Microsoft seems to be trying hard to make programming for the web exactly parallel to stand-alone application programming, and to these ends Microsoft has made the controls in .NET web forms closely match those found in Windows forms. By doing so, the code used to create a GUI for a .NET Windows application can (with a minimum of tweaking) be used on the Internet as well. This opens up a whole new world to yesterday's Visual Basic 6.0 programmers, without learning the in's and out's of multiple browsers, HTML, XML, JavaScript, and all of the other technologies that we've been learning to make a living for the last few years.

Unfortunately, Microsoft hasn't done the same thing for HTML/ASP programmers interested in creating stand-alone applications. Not surprisingly, raw HTML has been hidden in .NET more often than not in recent examples, seemingly rendering classic ASP programmers' in-depth HTML experience as void.

In this article we'll cut to the chase from a classic ASP programmer's point of view and assume that you've learned more than enough HTML to create pages with a little more functionality than Microsoft's generic controls.
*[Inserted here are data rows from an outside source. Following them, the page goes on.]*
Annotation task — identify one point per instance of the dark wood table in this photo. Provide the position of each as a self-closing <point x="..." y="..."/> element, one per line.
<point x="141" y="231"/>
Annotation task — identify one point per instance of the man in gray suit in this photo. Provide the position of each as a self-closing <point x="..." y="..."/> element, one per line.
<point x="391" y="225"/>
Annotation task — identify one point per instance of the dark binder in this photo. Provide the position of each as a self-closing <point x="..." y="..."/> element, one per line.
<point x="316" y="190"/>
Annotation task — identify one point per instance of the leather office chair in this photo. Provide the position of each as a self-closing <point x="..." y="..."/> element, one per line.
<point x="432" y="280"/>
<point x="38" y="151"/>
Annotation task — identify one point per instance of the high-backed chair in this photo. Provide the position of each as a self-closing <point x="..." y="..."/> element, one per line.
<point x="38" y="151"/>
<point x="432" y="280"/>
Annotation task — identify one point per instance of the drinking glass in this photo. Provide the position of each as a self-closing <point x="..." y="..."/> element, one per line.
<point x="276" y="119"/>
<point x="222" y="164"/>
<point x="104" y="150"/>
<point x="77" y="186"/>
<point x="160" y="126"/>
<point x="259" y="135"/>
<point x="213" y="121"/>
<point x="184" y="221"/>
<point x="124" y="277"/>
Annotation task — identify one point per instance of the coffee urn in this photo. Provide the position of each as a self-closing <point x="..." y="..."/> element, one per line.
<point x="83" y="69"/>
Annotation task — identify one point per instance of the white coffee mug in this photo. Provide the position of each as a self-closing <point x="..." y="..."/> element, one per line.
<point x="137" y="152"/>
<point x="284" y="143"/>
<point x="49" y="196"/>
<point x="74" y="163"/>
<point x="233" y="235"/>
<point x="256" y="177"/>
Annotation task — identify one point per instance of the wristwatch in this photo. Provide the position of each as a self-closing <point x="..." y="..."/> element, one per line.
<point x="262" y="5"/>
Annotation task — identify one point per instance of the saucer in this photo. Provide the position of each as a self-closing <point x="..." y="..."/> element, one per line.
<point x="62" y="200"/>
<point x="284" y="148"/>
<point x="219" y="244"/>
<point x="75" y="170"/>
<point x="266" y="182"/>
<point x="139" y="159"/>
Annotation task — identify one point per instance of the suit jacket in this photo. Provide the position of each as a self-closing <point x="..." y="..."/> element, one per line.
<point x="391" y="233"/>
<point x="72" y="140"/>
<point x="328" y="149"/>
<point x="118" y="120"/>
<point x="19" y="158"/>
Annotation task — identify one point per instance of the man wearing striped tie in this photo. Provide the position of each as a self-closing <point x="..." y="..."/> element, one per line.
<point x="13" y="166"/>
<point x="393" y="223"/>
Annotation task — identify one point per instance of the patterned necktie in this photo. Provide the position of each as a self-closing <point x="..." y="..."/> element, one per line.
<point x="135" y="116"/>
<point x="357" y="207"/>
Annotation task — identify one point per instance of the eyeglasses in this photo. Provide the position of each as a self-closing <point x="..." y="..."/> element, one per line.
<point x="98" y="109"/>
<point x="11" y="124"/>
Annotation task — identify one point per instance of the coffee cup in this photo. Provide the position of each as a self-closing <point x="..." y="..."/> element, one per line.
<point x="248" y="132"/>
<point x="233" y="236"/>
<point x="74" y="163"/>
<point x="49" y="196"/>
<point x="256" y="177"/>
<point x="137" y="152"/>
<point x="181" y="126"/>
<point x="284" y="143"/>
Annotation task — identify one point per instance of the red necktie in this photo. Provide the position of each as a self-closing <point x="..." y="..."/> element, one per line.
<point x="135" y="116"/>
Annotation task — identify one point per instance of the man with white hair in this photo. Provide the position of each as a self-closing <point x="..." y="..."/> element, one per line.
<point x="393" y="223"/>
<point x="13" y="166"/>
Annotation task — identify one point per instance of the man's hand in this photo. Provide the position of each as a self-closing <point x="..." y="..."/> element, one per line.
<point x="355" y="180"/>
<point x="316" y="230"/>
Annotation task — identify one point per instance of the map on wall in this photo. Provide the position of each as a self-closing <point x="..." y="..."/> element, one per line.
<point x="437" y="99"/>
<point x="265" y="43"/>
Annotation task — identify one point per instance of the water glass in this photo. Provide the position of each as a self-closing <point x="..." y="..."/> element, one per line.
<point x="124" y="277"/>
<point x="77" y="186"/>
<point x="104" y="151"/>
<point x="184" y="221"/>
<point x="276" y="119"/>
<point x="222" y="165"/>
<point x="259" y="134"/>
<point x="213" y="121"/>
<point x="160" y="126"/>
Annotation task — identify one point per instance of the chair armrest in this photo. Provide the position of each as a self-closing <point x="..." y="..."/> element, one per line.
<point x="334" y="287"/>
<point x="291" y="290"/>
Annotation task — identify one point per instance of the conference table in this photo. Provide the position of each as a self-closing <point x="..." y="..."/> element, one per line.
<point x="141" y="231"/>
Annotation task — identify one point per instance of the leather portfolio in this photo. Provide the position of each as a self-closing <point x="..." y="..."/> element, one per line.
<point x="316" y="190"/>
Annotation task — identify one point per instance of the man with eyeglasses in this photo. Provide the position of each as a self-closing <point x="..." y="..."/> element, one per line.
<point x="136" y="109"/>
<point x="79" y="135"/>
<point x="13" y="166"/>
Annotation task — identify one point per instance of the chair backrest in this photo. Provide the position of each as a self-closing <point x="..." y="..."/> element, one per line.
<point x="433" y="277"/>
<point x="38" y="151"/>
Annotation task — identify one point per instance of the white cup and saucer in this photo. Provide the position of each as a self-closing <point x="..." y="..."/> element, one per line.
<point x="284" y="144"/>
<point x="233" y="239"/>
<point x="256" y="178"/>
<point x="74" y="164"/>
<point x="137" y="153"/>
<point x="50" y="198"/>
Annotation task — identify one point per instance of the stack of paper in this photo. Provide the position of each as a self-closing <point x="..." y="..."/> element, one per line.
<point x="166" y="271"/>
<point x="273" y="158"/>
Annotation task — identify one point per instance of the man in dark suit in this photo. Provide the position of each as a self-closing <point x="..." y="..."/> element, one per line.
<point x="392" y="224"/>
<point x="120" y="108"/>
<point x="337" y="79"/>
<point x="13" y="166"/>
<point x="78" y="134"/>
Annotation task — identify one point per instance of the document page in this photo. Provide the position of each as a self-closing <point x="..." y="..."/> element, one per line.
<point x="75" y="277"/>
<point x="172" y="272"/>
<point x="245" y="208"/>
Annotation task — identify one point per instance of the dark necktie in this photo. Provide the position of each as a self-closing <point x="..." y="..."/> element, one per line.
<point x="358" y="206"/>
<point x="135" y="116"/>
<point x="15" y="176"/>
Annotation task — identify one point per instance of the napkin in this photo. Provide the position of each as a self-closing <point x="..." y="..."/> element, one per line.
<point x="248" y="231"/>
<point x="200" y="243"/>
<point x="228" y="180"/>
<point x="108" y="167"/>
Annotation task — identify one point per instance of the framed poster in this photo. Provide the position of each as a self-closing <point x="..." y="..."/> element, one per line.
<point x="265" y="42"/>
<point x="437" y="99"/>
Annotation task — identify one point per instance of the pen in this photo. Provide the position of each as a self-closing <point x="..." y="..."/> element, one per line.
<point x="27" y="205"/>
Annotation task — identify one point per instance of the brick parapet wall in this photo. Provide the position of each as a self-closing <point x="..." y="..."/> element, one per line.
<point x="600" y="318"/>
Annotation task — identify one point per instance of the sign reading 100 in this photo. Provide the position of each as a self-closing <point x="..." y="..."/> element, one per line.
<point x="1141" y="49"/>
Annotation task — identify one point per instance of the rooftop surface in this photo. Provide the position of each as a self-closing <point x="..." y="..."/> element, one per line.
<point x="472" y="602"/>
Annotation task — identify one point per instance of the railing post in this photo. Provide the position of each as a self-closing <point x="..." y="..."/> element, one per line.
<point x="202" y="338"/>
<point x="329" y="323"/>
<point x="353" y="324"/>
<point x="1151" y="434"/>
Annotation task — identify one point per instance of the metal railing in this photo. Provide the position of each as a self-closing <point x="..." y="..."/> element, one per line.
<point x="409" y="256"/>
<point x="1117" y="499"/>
We'll introduce the minimum number of .NET concepts in this article, one at a time, and will often use classic ASP code examples to ease your transition from classic ASP/ADO to ASP.NET/ADO.NET.

I'm going to be using Microsoft SQL Server 7.0 as my database in these examples and I'll use the "pubs" database so that you can test the support files for this article on your machine. I'll be coding up several aspx pages with C# as well.